Criterium voor de vrijwillige uitschrijving

Het criterium voor de vrijwillige uitschrijving is dat mensen niet langer voldoen aan de doelgroepcriteria. UWV beoordeelt of mensen niet langer aan de doelgroepcriteria voldoen. De beoordeling gebeurt zo simpel mogelijk, op basis van bestaande informatie. Dus er is geen nieuwe doelgroep (ABA)-beoordeling door UWV nodig en gemeenten hoeven geen nieuwe loonwaardemeting uit te voeren. In een aantal gevallen heeft UWV voor de uitschrijfbeoordeling informatie van gemeente nodig.
 

Proces voor uitschrijving en beoordeling

Werknemers verzoeken UWV digitaal om uitschrijving uit het doelgroepregister banenafspraak. UWV beoordeelt het uitschrijfverzoek. Als UWV informatie van gemeenten nodig heeft, zal het UWV aangeven wélke informatie het nodig heeft. De gemeente levert bij voorkeur binnen een week deze informatie aan. Op basis van het ontvangen stuk beoordeelt UWV het verzoek van de werknemer. UWV neemt binnen 8 weken een beslissing. Het stelt de aanvrager en diens werkgever hiervan op de hoogte. Op 1 januari 2021 heeft UWV de technische aanpassingen gerealiseerd, waarmee de uitschrijving geëffectueerd kan worden.

Ik vind het belangrijk dat het proces van uitschrijving zorgvuldig gebeurt, want er zijn immers consequenties voor zowel de werknemer als de werkgever. Het heeft daarom de voorkeur dat de werknemer zijn voornemen tot uitschrijven eerst bespreekt met zijn werkgever. Dat neemt niet weg dat de werknemer zelf beslist over zijn uitschrijvingsverzoek.

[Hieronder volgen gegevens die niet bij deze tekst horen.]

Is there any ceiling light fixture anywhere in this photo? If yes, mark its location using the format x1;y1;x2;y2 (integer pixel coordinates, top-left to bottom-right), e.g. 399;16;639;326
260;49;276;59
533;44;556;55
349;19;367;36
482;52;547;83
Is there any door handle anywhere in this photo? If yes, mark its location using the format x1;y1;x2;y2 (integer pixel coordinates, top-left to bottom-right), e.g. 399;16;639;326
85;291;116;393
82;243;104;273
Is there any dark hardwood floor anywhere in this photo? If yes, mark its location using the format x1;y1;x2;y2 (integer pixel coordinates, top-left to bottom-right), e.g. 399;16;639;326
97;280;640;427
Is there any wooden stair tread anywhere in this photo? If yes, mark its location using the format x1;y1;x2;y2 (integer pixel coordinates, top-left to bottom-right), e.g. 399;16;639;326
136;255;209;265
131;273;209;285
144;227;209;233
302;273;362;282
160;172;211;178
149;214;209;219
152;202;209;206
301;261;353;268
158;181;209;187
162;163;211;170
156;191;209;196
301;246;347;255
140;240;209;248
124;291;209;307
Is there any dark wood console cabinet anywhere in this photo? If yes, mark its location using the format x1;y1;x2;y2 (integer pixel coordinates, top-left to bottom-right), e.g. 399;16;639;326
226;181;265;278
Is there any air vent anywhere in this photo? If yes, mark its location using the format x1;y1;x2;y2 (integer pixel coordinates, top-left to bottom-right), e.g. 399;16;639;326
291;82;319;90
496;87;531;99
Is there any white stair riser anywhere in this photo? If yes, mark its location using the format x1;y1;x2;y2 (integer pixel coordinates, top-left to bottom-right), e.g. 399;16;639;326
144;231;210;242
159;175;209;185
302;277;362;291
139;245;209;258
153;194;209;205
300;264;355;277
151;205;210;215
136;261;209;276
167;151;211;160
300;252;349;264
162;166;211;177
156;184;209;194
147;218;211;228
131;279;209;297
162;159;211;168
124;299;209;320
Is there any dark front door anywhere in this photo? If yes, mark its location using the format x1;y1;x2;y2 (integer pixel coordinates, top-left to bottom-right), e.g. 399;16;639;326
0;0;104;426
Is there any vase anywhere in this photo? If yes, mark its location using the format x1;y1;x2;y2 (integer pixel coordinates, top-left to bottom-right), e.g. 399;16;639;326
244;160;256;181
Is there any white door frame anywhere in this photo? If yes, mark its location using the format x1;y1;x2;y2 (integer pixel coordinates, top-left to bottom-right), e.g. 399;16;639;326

De werkgever blijft echter wel belanghebbende, daarom informeert UWV hem over de uitschrijvingsbeslissing. In het aanvraagformulier voor de uitschrijving staat dit duidelijk aangegeven. SZW en UWV monitoren de ervaringen met de uitschrijving.

4. Cliëntenparticipatie bij gemeenten

In mijn recent Bestuurlijk Overleg met de Landelijke Cliëntenraad (LCR) vroeg de LCR of Sociaal Domein brede cliëntenraden bij gemeenten voldoen aan artikel 47 van de Participatiewet. Ik heb toegezegd hier in deze nieuwsbrief toelichting op te geven.

Ik zie dat gemeenten cliëntenparticipatie op verschillende manieren inrichten. Die verscheidenheid past bij de decentralisaties, en volgt ook uit artikel 47 van de Participatiewet. Conform de wet moet bij verordening in ieder geval een aantal zaken worden vastgelegd. Controle hierop ligt met name bij de gemeenteraden.

De LCR vindt het zorgelijk als in Sociaal Domein brede raden nauwelijks ervaringsdeskundigen zitten: leden met een uitkering of een re-integratietraject. De wetgever hecht sterk aan actieve betrokkenheid van personen die met de Participatiewet te maken krijgen. De bedoeling van de wetgever is om zoveel als mogelijk ervaringsdeskundigen bij cliëntenparticipatie te betrekken. De wet geeft ruimte om, bijvoorbeeld als het niet mogelijk is mensen uit de doelgroep bereid te vinden, hun vertegenwoordigers te betrekken.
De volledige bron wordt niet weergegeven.